10 of 454 comments (clear)

  1. Re:Powers of 2 by wild_quinine · · Score: 5, Funny

    It's really only 1800 Gigs.

    Ah, the drivemaker's kilobyte...

  2. Nice by Anonymous Coward · · Score: 5, Interesting

    The cache on this drive is 8x larger than the capacity of my first hard drive.

  3. Re:backups by Moridineas · · Score: 5, Insightful

    What the hell do you do to back up your 2TB drive?

    2 other 2TB drives?

  4. WD20? by argent · · Score: 5, Funny

    It'll be so slick when the 4.0 TB WD40 comes out.

  5. Green Caviar? by auric_dude · · Score: 5, Funny

    No thanks, looks and smells a bit fishy to me.

  6. Re:Powers of 2 by pushing-robot · · Score: 5, Funny

    Yes. Curse those evil companies, trying to replace our God-given units—like Furlongs, Hogsheads, and Binary Thousands—with evil, communist SI units. The fiends will stop at nothing to pollute the American way of life!

    --
    How can I believe you when you tell me what I don't want to hear?
  7. Re:backups by timeOday · · Score: 5, Insightful

    That much storage in a single unit seems kind of dangerous.

    I never understood this argument. Say you have N drives each with capacity C/N (e.g. C=2TB, N=1 for this new drive, or C=500GB, N=4 as you prefer) and probability P of each drive failing in a given time interval. Your expected data loss is N*P*C/N, which is independent of N. So what's the gain from more drives?

    Heck, assume you don't want the hassle of multiple partitions so you use logical volume management to concatenate the drives (simulating the larger disk). Since any failure kills the whole thing, it's even worse - N*P*C.

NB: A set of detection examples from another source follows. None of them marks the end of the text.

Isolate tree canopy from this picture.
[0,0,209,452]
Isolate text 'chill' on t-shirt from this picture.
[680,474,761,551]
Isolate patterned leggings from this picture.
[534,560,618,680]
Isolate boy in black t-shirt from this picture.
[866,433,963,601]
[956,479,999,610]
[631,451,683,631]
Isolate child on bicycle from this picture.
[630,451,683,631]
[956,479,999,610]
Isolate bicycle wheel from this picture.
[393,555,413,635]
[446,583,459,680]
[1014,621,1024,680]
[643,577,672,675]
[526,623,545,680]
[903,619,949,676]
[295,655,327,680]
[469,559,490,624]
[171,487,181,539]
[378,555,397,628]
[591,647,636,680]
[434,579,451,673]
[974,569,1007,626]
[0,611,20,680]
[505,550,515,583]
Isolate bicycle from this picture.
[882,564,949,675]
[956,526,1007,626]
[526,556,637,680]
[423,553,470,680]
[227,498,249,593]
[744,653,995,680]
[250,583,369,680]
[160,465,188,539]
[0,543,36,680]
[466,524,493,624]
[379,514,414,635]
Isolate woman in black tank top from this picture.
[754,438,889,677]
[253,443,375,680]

    I guess maybe your are thinking of RAID5? But is this an enterprise-class hard drive? I'm not buying (or buying electricity for) 3x 1TB drives instead of 1x 2TB drive just to protect my PVR recordings. And since RAID (regardless of level) is not a backup, if the data is any more important than PVR recordings, you still need backups with or without RAID. So all RAID5 gives you is decreased time to recover from a broken drive, by making you buy a spare up front. Obviously decreased downtime is critical for an important server, but not for the vast majority of home PCs.

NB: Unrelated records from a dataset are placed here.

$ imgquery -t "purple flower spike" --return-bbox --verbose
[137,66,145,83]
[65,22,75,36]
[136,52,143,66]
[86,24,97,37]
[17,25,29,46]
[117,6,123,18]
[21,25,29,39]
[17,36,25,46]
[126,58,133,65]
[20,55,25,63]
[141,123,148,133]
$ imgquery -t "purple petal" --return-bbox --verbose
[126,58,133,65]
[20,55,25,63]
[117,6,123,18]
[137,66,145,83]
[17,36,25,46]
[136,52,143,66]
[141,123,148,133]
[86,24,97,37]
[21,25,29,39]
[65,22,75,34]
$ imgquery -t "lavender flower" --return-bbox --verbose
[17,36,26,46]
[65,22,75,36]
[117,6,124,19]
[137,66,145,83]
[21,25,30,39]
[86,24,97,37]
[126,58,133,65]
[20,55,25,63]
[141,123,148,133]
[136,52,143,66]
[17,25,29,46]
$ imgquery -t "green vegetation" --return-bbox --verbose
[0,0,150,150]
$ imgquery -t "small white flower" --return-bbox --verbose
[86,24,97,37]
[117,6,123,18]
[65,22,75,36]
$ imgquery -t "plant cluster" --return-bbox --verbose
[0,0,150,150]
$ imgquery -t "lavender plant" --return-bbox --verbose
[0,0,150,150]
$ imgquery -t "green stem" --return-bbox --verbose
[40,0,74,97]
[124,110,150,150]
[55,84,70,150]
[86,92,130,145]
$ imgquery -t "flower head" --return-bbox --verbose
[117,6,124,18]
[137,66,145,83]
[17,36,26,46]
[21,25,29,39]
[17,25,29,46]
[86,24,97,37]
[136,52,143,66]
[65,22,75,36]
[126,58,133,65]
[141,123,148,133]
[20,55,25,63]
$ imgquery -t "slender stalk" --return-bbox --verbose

  8. Re:That was quick, but normal by Anonymous Coward · · Score: 5, Interesting

    Hard drive capacity is no longer exponential. They have hit some limits that are pretty hard to overcome. They're still making progress but not nearly as fast as in years past. Additionally, drives larger than 640 GB or so seem to have some reliability problems. I just recently upgraded my RAID arrays and went with smaller 640 GB drives because they have proven more reliable even though it would have been cheaper for me to go with newer larger drives.

    The OP was wrong about it being one year anyway.

    I hate hard-drives. I wish SSD technology would improve. It's not just price, the current drives are unreliable as hell. I trust regular old mechanical spinning devices a lot more than the current SSD crap.

  9. Re:backups by bendodge · · Score: 5, Informative

    There's another problem. Take a look at this excellent article:
    http://blogs.zdnet.com/storage/?p=162

    SATA drives are commonly specified with an unrecoverable read error rate (URE) of 10^14. Which means that once every 100,000,000,000,000 bits, the disk will very politely tell you that, so sorry, but I really, truly can't read that sector back to you.

    ...

    Disk drive capacities double every 18-24 months. We have 1 TB drives now, and in 2009 we'll have 2 TB drives.

    With a 7 drive RAID 5 disk failure, you'll have 6 remaining 2 TB drives. As the RAID controller is busily reading through those 6 disks to reconstruct the data from the failed drive, it is almost certain it will see an URE. So the read fails. And when that happens, you are one unhappy camper. The message "we can't read this RAID volume" travels up the chain of command until an error message is presented on the screen. 12 TB of your carefully protected - you thought! - data is gone. Oh, you didn't back it up to tape? Bummer!

    --
    The government can't save you.
  10. Re:Powers of 2 by Just+Some+Guy · · Score: 5, Funny

    You mean 1800 Gibibytes?

    I will never, ever, in my entire life, even once mean "gibibytes".

    --
    Dewey, what part of this looks like authorities should be involved?